Cosmetologists and beauty experts have long been shouting from roof tops about the damaging effects prolonged sun exposure has on our skin. But wrinkles, rough skin, and sun spots are just the visible problems. According to new research, sun damage is much deeper than that and has the potential to cause skin cancer and cataracts by damaging the DNA. Understanding how this damage occurs is an important step toward managing it.

The research by École Polytechnique Fédérale de Lausanne (EPFL) in Switzerland has found that DNA damage occurs as a result of degradation of proteins into smaller chunks by harmful UV rays. These small proteins or peptides degrade under UV light by first passing through a triplet quantum state, where they become reactive and cause more damage.

This mechanism of degradation is explained in The Journal of Chemical Physics this week.

In their experiment, the researchers took gas-phase peptides containing tyrosine or phenylalanine, light-absorbing amino acids found throughout our bodies, and subjected them to ultraviolet laser radiation. They then observed for long-term structural changes by using ultraviolet-infrared spectroscopy. They found that some peptides did not immediately degrade, but instead they formed intermediate triplet states.

Under normal conditions, electron spins are paired —  that is they point in opposite directions. But sometimes one of the electrons flip so that they both point each other. This is known as the triplet state. This state will affect molecular reactions of the peptides, making them potentially harmful, according to lead author Aleksandra Zabuga.

“The triplet species may transfer their energy to nearby oxygen and produce highly reactive singlet oxygen or other free radicals. These radicals can in turn move around the cell and cause DNA damage that is much more dangerous than the fragmentation of peptides," she said in a statement.

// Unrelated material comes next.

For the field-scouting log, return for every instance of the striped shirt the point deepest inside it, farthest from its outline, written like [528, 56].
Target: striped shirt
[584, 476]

While this experiment was conducted in the gas phase, there has been previous research that has examined formation of the triplet state in liquid phase. But the harmful effects are not so pronounced in solution, say the researchers. Moreover, the presence of pigments melanin and kynurenine in our skin and eyes reduce the amount of UV radiation that reaches cells.

"It is interesting to consider the fact that all of these protection mechanisms are external to the peptide. In other words, peptides do not seem to have very efficient means of protecting themselves," Zabuga said.

The next step for the researchers is to assess how real-world environments like the presence of water molecules or additional amino acids impact the fragmentation of the peptides.